Acórdão nº 232/20 de Tribunal Constitucional (Port, 22 de Abril de 2020

Magistrado ResponsávelCons. Maria de Fátima Mata-Mouros
Data da Resolução22 de Abril de 2020
EmissorTribunal Constitucional (Port

ACÓRDÃO N.º 232/2020

Ata

Aos 22 dias do mês de abril de 2020, os quatro juízes integrantes do pleno da 1.ª Secção, presidida pelo Conselheiro Presidente, Manuel da Costa Andrade, e composta pelos Conselheiros Vice-Presidente, João Pedro Caupers, José António Teles Pereira e Maria de Fátima Mata-Mouros (relatora), reuniram-se por via telemática para discussão do projeto de acórdão relativo ao Processo n.º 803/2019, previamente distribuído pela relatora, decidindo o recurso apresentado nos presentes autos pelos recorrentes A. e B. [artigo 70.º, n.º 1, alínea b), da Lei de Organização, Funcionamento e Processo do Tribunal Constitucional – Lei n.º 28/82, de 15 de Novembro, na redação constante da Lei n.º 1/2018, de 19 de abril].
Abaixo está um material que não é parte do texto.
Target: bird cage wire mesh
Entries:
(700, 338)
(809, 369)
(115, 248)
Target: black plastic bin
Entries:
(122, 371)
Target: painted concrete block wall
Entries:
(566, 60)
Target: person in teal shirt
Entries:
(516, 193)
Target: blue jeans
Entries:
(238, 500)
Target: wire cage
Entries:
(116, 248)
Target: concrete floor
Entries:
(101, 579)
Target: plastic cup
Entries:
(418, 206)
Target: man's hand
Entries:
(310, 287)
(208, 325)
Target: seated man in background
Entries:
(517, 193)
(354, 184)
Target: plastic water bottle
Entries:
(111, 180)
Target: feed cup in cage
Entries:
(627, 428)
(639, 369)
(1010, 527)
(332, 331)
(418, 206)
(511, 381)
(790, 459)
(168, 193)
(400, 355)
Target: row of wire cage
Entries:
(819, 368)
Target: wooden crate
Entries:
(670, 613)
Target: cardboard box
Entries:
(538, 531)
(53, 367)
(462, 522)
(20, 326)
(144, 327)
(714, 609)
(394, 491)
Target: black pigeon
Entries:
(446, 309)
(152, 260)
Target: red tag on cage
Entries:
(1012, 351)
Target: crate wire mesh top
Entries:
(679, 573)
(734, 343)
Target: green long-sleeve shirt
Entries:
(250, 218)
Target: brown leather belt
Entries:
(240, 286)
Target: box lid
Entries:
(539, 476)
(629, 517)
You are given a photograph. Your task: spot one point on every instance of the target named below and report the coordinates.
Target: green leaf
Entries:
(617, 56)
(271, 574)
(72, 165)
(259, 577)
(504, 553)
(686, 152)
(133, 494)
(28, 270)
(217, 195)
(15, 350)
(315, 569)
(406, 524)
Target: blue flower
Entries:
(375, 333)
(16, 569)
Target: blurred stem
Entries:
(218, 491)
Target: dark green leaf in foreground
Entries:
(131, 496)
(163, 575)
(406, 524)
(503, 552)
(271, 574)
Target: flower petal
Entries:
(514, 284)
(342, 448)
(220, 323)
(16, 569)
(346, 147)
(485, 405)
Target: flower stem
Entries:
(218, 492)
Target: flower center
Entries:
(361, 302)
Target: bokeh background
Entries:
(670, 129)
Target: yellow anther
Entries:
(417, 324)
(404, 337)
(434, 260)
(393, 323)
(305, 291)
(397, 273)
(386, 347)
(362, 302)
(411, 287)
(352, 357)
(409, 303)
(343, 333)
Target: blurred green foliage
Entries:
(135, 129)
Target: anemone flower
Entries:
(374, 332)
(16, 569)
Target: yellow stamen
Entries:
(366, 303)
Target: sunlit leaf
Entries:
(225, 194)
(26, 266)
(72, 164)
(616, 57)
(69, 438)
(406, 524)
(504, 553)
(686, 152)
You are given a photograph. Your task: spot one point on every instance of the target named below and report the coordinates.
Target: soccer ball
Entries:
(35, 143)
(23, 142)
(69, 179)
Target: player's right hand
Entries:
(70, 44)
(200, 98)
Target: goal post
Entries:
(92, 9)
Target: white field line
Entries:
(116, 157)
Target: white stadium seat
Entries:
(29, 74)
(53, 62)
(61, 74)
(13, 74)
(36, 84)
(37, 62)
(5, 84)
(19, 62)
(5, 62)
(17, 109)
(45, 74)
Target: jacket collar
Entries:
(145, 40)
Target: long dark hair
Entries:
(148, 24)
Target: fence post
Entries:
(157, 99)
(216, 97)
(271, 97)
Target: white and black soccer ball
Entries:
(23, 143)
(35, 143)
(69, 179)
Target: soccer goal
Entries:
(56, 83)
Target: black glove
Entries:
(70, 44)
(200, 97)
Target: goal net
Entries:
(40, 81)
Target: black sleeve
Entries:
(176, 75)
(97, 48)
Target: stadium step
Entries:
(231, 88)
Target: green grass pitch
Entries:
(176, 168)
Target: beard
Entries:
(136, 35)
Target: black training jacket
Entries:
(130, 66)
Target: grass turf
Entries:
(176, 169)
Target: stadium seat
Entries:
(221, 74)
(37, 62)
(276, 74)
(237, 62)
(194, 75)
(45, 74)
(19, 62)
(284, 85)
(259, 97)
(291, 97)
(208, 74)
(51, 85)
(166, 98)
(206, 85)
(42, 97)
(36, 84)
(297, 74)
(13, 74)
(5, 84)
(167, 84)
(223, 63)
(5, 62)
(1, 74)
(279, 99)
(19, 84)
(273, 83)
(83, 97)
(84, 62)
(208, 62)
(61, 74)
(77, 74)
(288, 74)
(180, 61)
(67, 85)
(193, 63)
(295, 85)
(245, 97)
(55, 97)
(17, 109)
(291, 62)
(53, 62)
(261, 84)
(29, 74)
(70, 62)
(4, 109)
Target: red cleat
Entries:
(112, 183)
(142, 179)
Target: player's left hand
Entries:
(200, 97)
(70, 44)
Tendo os intervenientes chegado a acordo quanto ao teor da decisão, foi o acórdão aprovado por unanimidade, com dispensa de assinatura, nos termos do artigo 5.º da Lei n.º 1-A/2020, de 19 de março, sendo integrado na presente ata, assinada pelo Conselheiro Presidente.

A aprovação do acórdão foi feita ao abrigo do artigo 7.º, n.º 5, alínea b), da Lei n.º 1-A/2020, na redação introduzida pela Lei n.º 4-A/2020, de 6 de abril.

ACÓRDÃO N.º 232/2020

Processo n.º 803/2019

1.ª Secção

Relator: Conselheira Maria de Fátima Mata-Mouros

Acordam na 1.ª Secção do Tribunal Constitucional,

I – Relatório

1. C. foi condenada em 1.ª instância, pelo Tribunal Judicial da Comarca de Vila Real, Juízo Local Criminal de Chaves, como autora material de dois crimes de maus tratos, previstos e punidos pelo artigo 152.º-A, n.º 1, alínea a), do Código Penal (CP), na pena única de dois anos de prisão, suspensa na sua execução por igual período, por sentença de 2 de junho de 2017.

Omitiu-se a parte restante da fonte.